Physician Dr. Lydia Bazzano, the lead study author, was stunned that a low-carb, high-fat diet could prevent heart disease better than a low fat diet, which has long been prescribed for heart patients.

These results aren’t surprising to Jeff Volek, a leading low-carb researcher and professor at Ohio State University. Volek said high-carb diets cause blood sugar spikes, which fuel inflammation. Inflammation is what causes weight gain, as well as diabetes and cancer.

In contrast, dietary fat has a negligible effect on blood sugar and insulin, which is why eating fat aids weight loss. More importantly, we don’t fuel inflammation, which leads to heart disease, diabetes, Alzheimer’s and cancer, say experts.

While the idea of consuming more fat may sound shocking given the low-fat diet mantra that has dominated the standard American diet (SAD), Volek said we actually evolved to thrive on a low carb, high-fat diet. “For about 98 percent of human history, we’ve been eating low-carb,” Volek told me in an exclusive interview. “We evolved in a state of nutritional ketosis.”

Low carb diets accelerate weight loss by forcing the body to burn fat for fuel in a metabolic state called ketosis, explained obesity expert Dr. Eric Westman, co-author of Keto Clarity. Westman, who has helped hundreds of morbidly obese people lose thousands of pounds on the high-fat Atkins, Paleo and ketogenic diets, said there’s no evidence saturated fat causes heart disease.

“The evidence for that has really disintegrated,” said Dr. Westman, a bariatric surgeon and director of the Duke Lifestyle Medicine Clinic.

The American Heart Association now concedes that refined carbs such as sugar and flour are what cause weight gain and has backed off its longtime stance of recommending low-fat diets to prevent heart attacks. “We no longer think low-fat diets are the answer,” said Dr. Linda Van Horn of the AHA Nutrition Committee.

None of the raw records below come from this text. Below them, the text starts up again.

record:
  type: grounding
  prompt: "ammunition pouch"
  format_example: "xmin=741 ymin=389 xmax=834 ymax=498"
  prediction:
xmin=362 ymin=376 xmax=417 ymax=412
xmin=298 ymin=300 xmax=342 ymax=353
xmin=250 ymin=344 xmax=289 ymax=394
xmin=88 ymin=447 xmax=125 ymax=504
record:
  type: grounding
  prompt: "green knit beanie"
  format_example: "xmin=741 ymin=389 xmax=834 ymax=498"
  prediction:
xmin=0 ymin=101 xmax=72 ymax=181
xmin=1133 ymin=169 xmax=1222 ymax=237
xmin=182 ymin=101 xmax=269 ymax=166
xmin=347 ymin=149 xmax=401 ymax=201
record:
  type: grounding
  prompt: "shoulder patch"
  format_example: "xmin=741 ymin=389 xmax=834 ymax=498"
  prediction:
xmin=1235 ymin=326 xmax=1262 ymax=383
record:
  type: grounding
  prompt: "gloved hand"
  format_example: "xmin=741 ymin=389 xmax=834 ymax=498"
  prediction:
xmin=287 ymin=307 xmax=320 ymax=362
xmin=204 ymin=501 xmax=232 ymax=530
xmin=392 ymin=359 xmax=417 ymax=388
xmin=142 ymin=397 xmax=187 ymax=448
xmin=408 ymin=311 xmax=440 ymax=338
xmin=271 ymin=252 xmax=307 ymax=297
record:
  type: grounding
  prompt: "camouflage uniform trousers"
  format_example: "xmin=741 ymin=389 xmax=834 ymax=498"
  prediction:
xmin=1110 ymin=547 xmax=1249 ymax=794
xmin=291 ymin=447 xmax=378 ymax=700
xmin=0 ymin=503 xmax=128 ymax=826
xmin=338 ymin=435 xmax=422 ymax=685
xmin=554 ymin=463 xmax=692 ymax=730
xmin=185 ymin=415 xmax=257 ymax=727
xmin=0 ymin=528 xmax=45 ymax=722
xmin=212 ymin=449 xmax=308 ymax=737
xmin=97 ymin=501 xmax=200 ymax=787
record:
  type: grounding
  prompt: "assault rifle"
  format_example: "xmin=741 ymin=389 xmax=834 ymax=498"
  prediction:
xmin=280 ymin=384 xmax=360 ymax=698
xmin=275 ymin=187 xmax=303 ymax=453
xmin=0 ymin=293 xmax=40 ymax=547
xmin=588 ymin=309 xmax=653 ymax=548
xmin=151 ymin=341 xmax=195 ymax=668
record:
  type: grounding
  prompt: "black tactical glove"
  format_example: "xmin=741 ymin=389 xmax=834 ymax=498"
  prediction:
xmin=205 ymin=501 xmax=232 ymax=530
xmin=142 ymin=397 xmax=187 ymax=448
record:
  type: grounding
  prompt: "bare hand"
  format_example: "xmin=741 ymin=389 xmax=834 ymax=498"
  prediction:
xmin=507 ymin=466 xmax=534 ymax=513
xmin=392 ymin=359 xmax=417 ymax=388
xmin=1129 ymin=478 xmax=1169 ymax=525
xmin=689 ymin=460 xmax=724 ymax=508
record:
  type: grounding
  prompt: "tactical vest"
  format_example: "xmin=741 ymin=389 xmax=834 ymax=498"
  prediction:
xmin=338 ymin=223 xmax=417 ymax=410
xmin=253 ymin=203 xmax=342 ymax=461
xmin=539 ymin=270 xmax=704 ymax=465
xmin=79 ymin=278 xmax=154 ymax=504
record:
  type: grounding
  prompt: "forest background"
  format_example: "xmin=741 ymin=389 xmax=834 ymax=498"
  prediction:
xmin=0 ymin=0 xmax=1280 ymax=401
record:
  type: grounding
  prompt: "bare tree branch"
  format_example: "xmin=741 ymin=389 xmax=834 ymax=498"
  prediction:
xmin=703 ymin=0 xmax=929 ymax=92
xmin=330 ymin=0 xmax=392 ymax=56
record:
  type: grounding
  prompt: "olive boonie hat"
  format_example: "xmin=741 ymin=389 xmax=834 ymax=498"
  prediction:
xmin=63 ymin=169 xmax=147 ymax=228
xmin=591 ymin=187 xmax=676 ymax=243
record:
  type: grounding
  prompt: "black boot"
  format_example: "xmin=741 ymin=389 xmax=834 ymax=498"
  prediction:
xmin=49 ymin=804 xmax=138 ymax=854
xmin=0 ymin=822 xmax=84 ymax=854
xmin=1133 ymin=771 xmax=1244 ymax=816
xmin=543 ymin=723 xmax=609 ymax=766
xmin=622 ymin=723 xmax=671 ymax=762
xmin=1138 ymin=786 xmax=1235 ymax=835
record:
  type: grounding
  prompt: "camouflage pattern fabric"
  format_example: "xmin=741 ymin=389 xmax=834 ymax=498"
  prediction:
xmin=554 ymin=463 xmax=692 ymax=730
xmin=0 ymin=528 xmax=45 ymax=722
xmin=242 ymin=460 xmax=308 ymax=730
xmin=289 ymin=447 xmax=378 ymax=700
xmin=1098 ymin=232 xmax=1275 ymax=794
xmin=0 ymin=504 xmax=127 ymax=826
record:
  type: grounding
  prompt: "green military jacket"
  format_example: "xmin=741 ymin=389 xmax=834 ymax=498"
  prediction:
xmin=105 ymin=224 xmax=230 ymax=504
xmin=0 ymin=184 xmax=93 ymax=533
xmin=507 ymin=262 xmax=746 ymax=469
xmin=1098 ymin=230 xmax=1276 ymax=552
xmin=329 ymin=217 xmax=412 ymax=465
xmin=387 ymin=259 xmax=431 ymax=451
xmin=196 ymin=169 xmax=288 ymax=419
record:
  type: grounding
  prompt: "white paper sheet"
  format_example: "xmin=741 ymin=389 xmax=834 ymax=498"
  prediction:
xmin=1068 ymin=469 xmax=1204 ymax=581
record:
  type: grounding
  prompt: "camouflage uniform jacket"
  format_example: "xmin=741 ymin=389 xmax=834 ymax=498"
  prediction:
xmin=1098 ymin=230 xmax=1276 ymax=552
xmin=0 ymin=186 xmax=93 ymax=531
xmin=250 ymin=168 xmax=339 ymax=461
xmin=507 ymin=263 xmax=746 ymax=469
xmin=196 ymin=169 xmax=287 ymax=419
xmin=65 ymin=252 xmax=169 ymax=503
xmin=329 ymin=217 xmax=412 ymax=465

Many celebrities have hopped on the low-carb bandwagon. Kim Kardashian famously lost 56 pounds on a low-carb ketogenic Atkins diet that limited her daily carb intake to less than 60 grams. Similarly, Tim McGraw lost 40 pounds after adopting the Paleo diet, and is fitter than ever at age 47.

In addition to aiding weight loss, experts say the ketogenic and Paleo diets can prevent Alzheimer’s. Groundbreaking research also suggests the ketogenic diet prevents cancer and starves cancer cells. “The ketogenic diet is a single metabolic approach to a multitude of different diseases,” cancer scientist Dr. Thomas Seyfried of Boston College told me.